Calypso Icon, Poser, speaks on dressing up, showing up and saving Local Music
OUR AMBASSADOR5™ SERIES SHOWCASES 5 QUESTIONS/FACTS WITH A CULTURAL AMBASSADOR WHO IS ACTIVELY PROMOTING CARIBBEAN CULTURE THROUGHOUT THE WORLD.
Poser is the complete package. He is witty and charming, classy and funny, has an impeccable dress code, a commanding stage presence, lyrical prowess and catchy music. In today’s music industry the combination is a rarity.
I observed Poser on stage before our interview and saw how he had the audience eating out of his hand from the time he set foot on stage. He distracted us from a faulty music system with stories of his grandson teasing him about trying to sell CD’s. And when the music was up and running, he was definitely in his element. At over sixty years old he could teach quite a few ‘youngsters’ how to wine.
Veteran calypsonian, Poser (Sylvester Lockhart), has proven his versatility throughout his fifty two years in the calypso arena. He is a steelpan player, soca parang singer and well decorated calypsonian. He also has a reputation for being one of the best dressed calypsonians of his era.
He grew up in Matura, a rural village in Trinidad and Tobago, where his love for the musical art form was born. His involvement in the steelpan movement honed his musical composition skills. From there he entered the calypso arena in 1962 with his breakout song, ‘Bus Conductor.’ By 1979 he earned the coveted title of Road March King. And he has been exciting audiences with his calypso and soca parang songs ever since.
Listen to full interview below:
Video courtesy Brian Houchen of Yocas Filmz
About the beginnings of his calypso career:
He credits school for planting the seed of interest in calypso music very early in his life. At school, composition was one of his stronger subjects. As he observed veteran calypsonians like Sparrow, he thought to himself, ‘I can do this too.’ This seed was nurtured further when he started playing the steel pan*. This further strengthened his ability to compose and so it was almost inevitable that he began to pursue a career in calypso. He is proud to say that over ninety percent of his calypsos are of his very own composition.
About the influence of steel-pan on his career:
He practiced with two steel bands in Matura and from there was able to forge a strong relationship with one of the players. This player went on to be a very successful pannist in the city of Port Of Spain. When Poser moved from Matura, he reunited with this same musician who was now the arranger for the well-known band called City Syncopators. The next phase of this musical relationship was the formation of their very own steel band called Teen Stars. This led to opportunities for him to pl
ay with many other bands. It was through his involvement with steel pan music that he garnered a love for, and started singing calypso, in 1962*.

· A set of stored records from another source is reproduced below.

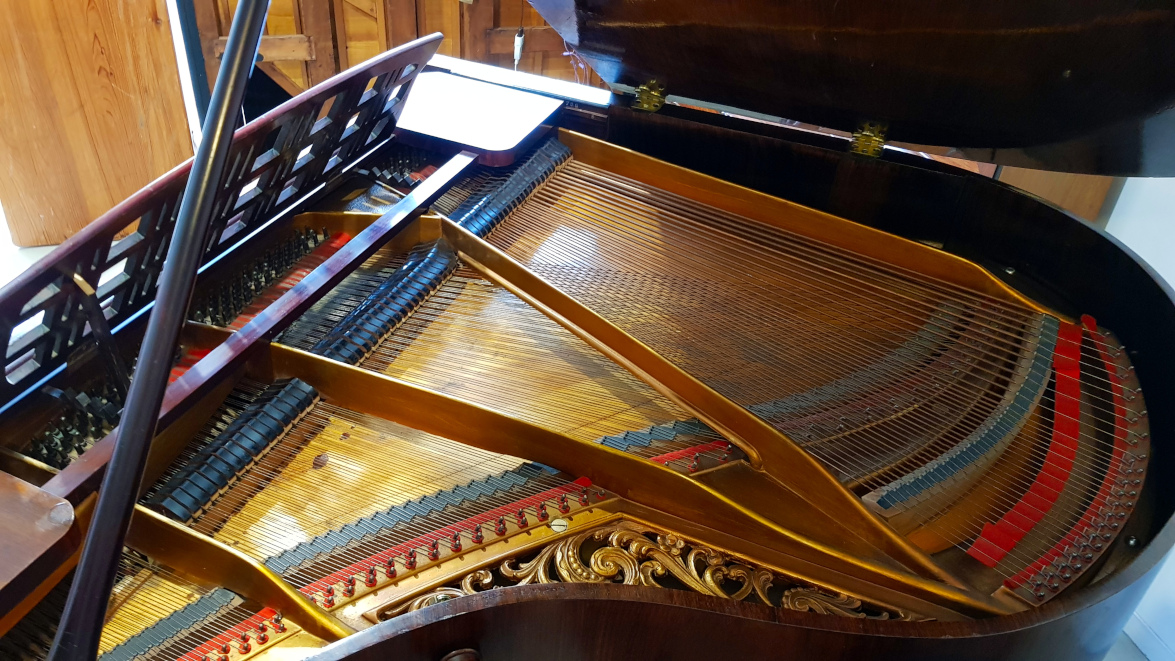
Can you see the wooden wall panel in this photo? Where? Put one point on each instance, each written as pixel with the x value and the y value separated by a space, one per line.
pixel 443 17
pixel 89 94
pixel 361 25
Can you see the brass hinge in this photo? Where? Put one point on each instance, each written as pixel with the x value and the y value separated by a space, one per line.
pixel 650 96
pixel 868 139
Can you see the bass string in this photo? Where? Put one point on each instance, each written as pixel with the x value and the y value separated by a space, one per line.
pixel 618 296
pixel 595 179
pixel 744 400
pixel 531 234
pixel 541 233
pixel 478 342
pixel 145 594
pixel 299 501
pixel 663 220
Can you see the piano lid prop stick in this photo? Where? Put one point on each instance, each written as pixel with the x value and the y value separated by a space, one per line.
pixel 81 625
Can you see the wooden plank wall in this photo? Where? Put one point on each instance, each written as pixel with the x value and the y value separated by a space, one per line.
pixel 91 107
pixel 310 40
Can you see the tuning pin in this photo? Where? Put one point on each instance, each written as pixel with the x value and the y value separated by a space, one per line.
pixel 727 453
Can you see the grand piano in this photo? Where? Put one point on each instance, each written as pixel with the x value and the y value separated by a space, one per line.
pixel 481 365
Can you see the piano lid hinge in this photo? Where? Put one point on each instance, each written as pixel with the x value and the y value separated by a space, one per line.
pixel 868 139
pixel 650 96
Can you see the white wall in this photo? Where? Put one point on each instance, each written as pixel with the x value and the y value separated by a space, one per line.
pixel 1145 220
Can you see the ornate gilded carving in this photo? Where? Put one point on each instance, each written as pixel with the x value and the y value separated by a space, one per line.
pixel 633 554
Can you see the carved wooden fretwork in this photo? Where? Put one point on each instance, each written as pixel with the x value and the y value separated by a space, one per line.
pixel 631 553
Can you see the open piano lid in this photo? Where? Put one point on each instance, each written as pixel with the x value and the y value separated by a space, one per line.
pixel 1079 86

About his secret to staying relevant and unique within the calypso arena:
Throughout his 52 years in calypso he has insisted on maintaining high standards for himself. He set the bar that he would be an ‘entertainer that people can look up too’. He also continued to maintain a good stage personality. That was propelled by his belief that when people pay for a show – they should get what they pay for. He also credits goodwill and having a ‘good heart’ as another reason for his success.
About the future of calypso:
In his opinion calypso music has not changed. When he started his career, stalwarts like Atilla the Hun, had a different approach to calypso music. When the music evolved through the innovation of Ras Shorty and Maestro it was another flavor to the music but it was still authentically calypso. This is despite it being dubbed by its new name of ‘soca.’
In his opinion, the younger generation is very focused on ‘crossing-over.’ And, this focus has the potential to compromise the art-form. He referenced the ability of the Jamaican culture to maintain the authenticity of reggae music while still evolving with the times. He believes everyone should play a role in promoting calypso including him-self.
This is what keeps the music alive despite attempts to reduce its presence. He also believes that promoters have a role in keeping calypso alive. They too can find ways to bridge the gap by adding veteran calypsonians to the same bill with the younger popular soca artistes such as Machel Montano. By doing this, he thinks it will help the younger generation to understand the origins of the music.
About what he wants his legacy to be:
He took a minute to reflect on his soca parang music. This is yet another demonstration of his musical versatility. He reminisced on the days when his grandfather played the mandolin for a parang band. After following his grandfather around for a few years, he decided at the age of seven that he would learn to play the cuatro.* He developed a strong sound and authentic soca parang style by mingling with other great artistes in this genre such as Scrunter & Kenny G.
He has touched every aspect of the musical art-form and wants to be remembered as one of the most handsome, stylish and well respected calypsonians. It is his belief that artistes should carry themselves with a sense of pride wherever they are. In his mind it is a reflection of who you are and can influence how far you will go.